Pendant l'époque du diluvium, et probablement encore au commencement de la période géologique actuelle, le niveau des grands lacs était beaucoup plus élevé qu'il ne l'est aujourd'hui : partout la nature du sol, les débris et les érosions l'attestent. A une hauteur de plus de 200 mètres au-dessus du lac Ontario, on voit très distinctement, semblable à une route abandonnée, l'ancienne plage où venait battre l'eau, et plus bas, sur les flancs des collines, d'autres

marques laissées de distance en distance témoignent de la baisse graduelle du niveau lacustre. Il en est de même sur les rivages de tous les autres grands lacs de l'Amérique du Nord, et la péninsule du Michigan tout entière dormait autrefois sous la vaste surface de la méditerranée américaine. Les savanes ou prairies de l'Illinois étaient aussi recouvertes par les eaux du lac Michigan, et bien qu'elles se trouvent en moyenne à 220 mètres de hauteur au-dessus de la mer, celles qui ne sont pas encore transformées en champs ressemblent d'une manière étonnante aux prairies tremblantes de la Basse-Louisiane on dirait un delta qu'une force souterraine aurait tout d'un coup soulevé. Ces prairies tremblantes sont de vastes étendues uniformes et paisibles comme la surface d'un lac; les herbes fleuries y ondulent et frémissent au vent comme des flots; les massifs d'arbres y sont semés comme des îles. De distance en distance, les îles se groupent en archipels, et les bras de prairies qui les entourent se bifurquent et se réunissent comme les bras d'une mer herbeuse. Une seule prairie, située au centre même de l'état de l'Illinois, est assez vaste pour qu'on ne voie pas son horizon frangé d'une de ces vertes îles d'arbres (1). Partout aussi des blocs erratiques de granit, qui ne peuvent avoir été arrachés qu'aux collines de la Nouvelle-Bretagne, jonchent le sol et témoignent de l'ancienne existence d'une mer intérieure dont les glaces transportaient au sud les blocs de pierre arrachés aux rivages du nord. En creusant dans le sol, on trouve aussi des restes plus récens que ceux de l'époque diluvienne, et près de Kankakee, à plus de 50 kilomètres du rivage actuel du lac Michigan, on a trouvé le mât d'une barque enterré à 10 mètres de profondeur.

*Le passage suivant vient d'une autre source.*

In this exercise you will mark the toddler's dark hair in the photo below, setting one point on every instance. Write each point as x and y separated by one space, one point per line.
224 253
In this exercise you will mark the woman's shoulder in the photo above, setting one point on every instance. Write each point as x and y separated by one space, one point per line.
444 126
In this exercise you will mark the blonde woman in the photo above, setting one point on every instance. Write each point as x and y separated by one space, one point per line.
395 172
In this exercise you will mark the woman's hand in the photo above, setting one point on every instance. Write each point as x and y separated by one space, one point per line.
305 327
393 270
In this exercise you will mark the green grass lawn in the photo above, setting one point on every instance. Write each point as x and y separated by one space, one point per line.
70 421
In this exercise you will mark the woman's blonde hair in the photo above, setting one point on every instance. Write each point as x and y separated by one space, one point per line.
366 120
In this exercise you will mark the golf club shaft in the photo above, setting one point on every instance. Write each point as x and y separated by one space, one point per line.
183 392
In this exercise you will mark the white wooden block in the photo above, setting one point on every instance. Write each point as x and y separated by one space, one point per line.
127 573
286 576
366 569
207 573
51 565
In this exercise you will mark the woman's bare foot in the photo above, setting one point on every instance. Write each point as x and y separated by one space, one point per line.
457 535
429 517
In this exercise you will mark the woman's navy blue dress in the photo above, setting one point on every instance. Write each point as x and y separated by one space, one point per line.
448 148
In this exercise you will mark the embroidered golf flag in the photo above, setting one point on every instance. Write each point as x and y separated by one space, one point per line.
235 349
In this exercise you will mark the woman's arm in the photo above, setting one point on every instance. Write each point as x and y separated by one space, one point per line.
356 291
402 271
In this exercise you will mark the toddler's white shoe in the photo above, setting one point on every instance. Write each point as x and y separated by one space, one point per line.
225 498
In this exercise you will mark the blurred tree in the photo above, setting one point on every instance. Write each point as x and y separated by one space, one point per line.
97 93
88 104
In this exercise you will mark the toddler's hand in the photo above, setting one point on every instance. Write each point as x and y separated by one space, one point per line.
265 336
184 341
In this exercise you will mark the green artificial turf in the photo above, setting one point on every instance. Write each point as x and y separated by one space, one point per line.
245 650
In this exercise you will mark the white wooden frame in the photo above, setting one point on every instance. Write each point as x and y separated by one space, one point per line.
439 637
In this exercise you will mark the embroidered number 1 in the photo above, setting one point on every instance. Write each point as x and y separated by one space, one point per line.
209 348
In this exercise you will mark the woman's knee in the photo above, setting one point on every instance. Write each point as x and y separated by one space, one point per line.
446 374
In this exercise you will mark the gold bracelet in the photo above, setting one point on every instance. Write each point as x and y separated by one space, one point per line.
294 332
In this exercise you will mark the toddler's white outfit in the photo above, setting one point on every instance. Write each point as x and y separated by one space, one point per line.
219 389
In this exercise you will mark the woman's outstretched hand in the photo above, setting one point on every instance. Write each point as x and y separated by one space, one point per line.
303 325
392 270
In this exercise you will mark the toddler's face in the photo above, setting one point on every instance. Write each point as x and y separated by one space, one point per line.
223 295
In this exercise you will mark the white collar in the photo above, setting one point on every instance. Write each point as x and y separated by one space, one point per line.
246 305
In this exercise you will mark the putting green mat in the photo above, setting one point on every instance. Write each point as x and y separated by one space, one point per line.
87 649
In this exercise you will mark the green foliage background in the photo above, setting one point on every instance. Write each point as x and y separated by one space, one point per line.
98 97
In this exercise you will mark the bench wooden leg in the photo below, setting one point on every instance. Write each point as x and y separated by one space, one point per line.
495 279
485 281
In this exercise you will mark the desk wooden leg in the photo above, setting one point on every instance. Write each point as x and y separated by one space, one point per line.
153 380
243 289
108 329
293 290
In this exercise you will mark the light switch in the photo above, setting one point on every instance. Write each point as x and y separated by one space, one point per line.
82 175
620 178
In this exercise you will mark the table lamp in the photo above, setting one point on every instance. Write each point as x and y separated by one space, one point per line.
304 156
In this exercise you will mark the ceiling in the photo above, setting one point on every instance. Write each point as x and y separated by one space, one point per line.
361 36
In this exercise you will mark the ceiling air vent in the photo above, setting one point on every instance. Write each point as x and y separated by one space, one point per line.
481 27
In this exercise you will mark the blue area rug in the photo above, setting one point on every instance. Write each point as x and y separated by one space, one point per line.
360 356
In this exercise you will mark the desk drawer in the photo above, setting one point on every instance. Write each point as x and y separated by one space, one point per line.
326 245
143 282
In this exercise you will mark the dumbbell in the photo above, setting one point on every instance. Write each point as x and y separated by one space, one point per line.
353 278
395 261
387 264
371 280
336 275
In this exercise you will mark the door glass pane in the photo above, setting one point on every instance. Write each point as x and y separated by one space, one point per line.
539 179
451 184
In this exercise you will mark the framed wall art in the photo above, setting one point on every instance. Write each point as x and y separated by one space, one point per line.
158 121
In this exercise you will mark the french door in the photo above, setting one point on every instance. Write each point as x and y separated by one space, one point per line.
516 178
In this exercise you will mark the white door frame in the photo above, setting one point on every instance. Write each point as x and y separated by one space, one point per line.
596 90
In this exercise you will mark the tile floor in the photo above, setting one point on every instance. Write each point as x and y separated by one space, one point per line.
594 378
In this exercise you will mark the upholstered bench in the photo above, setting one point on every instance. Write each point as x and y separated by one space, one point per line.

D'où vient cette baisse remarquable du niveau des lacs, baisse qui indique évidemment la diminution des eaux dans le grand bassin lacustre de l'Amérique du Nord, puisque les lignes d'érosion peuvent se suivre à l'œil sur tout le contour des lacs à une grande hauteur au-dessus de la surface actuelle? Évidemment le soulèvement graduel du sol dont tout le bassin mississipien porte des traces a dû être l'un des principaux agens de l'écoulement des lacs. En effet, la surface de l'eau se haussant en même temps que tout le bassin au-dessus du niveau de l'Atlantique, de nouvelles issues se seront ouvertes pour le trop - plein des lacs, et leurs flots, servis par une plus forte pente, seront descendus vers l'Océan avec plus d'abondance et de rapidité. Cependant, en supposant même que le bassin central de l'Amérique du Nord n'ait point été soumis à un soulèvement graduel, le niveau des lacs a dû continuellement bais

(1) On a pu voir au Salon de cette année un beau paysage peint par un artiste de New-York, et représentant un Coucher de soleil dans une prairie de l'Illinois.